Mardi en début d’après-midi, des tirs et des explosions ont été entendus du côté du collège Val de Loire à Saint-Denis-En-Val dans la banlieue d’Orléans. C’est un agent d’accueil qui donne l’alerte ensuite en appelant le 17. Les gendarmes, l’armée, la police qui sur le pied de guerre, les pompiers du Loiret installent un dispositif de crise. Tout un quartier de Saint-Denis-en-Val est bouclé, interdit d’accès. 

Quatre individus armés ont fait intrusion dans l’enceinte du collège Val de Loire de Saint-Denis en Val, le préfet du Loiret a activé le Centre opérationnel départemental (COD) à la préfecture et a déclenché le plan ORSEC NOVI -attentat- (organisation des secours – nombreuses victimes) qui apporte une réponse face à un événement de type « tuerie de masse ».

La mairie est mise à contribution de suite. “Il a fallu que je trouve quatre salles municipales pour accueillir les blessés, les évacués…” explique après coup le maire Jacques Martinet, favorablement impressionné “par la mise en route de la grosse machine de l’Etat”. Nacer Meddah, le préfet de région qui a piloté cet exercice grandeur réelle, avec son directeur de cabinet Flavio Bonetti, révèle, “nous ne connaissions pas à l’avance les détails du scénario, au début il y a eu un gros flou”. Très vite le dispositif s’est déployé. En plus des quatre hommes lourdement armés, avec fusils à pompe et ceintures d’explosifs, un véhicule piégé a été stationné dans l’enceinte du collège.

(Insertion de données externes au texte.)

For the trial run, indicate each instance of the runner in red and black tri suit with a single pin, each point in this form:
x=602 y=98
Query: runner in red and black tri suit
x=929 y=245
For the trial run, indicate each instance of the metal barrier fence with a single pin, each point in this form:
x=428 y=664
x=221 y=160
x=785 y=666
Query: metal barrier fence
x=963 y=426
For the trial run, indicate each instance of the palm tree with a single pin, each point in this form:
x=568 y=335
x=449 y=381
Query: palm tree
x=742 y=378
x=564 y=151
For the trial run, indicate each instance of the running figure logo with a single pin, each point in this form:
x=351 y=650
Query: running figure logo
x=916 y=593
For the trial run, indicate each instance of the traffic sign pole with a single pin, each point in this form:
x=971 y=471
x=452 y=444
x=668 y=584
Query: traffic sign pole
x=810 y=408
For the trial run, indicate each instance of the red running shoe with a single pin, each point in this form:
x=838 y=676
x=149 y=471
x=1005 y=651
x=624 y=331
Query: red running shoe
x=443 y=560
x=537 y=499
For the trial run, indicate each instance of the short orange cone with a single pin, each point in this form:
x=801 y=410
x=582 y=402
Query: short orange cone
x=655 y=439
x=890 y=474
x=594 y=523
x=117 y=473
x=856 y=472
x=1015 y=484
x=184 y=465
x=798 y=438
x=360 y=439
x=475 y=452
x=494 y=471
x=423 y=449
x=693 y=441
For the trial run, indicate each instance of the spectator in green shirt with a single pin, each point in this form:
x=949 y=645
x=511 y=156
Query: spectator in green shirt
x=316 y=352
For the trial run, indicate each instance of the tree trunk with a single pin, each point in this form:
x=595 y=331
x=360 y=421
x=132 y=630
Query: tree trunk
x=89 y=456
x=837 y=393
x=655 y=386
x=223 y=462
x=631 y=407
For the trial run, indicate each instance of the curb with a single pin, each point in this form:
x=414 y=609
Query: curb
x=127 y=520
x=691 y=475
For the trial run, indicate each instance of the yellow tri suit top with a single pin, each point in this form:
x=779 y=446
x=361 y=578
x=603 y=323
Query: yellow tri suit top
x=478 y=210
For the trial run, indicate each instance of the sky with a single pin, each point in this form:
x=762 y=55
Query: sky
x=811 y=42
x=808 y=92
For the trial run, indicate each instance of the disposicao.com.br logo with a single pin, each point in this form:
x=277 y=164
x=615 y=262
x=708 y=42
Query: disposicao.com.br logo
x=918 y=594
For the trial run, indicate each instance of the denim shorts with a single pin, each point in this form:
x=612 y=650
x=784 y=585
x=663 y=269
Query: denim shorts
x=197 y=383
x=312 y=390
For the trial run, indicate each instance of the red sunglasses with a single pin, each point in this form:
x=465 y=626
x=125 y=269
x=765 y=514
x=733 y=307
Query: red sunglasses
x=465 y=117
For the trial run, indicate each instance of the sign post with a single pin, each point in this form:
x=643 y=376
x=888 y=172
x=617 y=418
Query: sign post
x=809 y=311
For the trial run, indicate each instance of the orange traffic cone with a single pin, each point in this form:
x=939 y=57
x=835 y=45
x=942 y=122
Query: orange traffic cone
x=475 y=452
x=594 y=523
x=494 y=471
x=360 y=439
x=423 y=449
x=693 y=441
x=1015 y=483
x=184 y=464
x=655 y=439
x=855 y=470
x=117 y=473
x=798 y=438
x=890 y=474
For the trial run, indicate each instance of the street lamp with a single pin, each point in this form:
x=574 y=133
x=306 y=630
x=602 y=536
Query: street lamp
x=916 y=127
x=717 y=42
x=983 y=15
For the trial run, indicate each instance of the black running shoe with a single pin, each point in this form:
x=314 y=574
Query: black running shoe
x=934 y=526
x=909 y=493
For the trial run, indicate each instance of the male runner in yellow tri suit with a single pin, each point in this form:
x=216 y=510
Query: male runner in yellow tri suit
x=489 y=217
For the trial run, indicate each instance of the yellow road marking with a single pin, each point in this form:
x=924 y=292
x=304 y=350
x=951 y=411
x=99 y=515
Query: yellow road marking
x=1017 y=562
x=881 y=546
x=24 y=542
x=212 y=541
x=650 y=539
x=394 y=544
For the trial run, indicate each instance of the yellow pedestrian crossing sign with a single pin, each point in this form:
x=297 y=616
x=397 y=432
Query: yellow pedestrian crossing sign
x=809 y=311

Cette menace terroriste hante les autorités

Il s’agissait bien sur de tester l’efficacité et la coordination des services de l’Etat, des collectivités. Le retour d’expérience pointera les faiblesse éventuelles du dispositif. Mais d’ores et déjà, le préfet estimait au sortir de l’exercice qui a mobilisé 400 personnes et vingt services, que le temps de réaction du 17 pour déclencher l’alerte, sept minutes, avait été trop long. La communication externe dans son ensemble n’a pas été non plus semble t-il parfaite, même si au final les autorités jugent globalement que c’est un “satisfecit”.

Un attentat, des prises d’otages dans un établissement scolaire, cette menace terroriste, hante les autorités, cet exercice en est la preuve. “Il y a un rôle pédagogique dans un exercice comme celui-là” explique Nacer Meddah, “les enfants en parlent aussi dans leur famille”. 800 élèves ont été confinés dans l’après-midi. Principe de précaution, le risque zéro en la matière malheureusement n’existe pas. Tout peut arriver, dans n’importe quel endroit où il y a du public. Y compris dans une école et malgré les dispositifs de sécurité. Leçon de cette exercice grandeur nature, celle que donne le préfet, “soyons prêts”.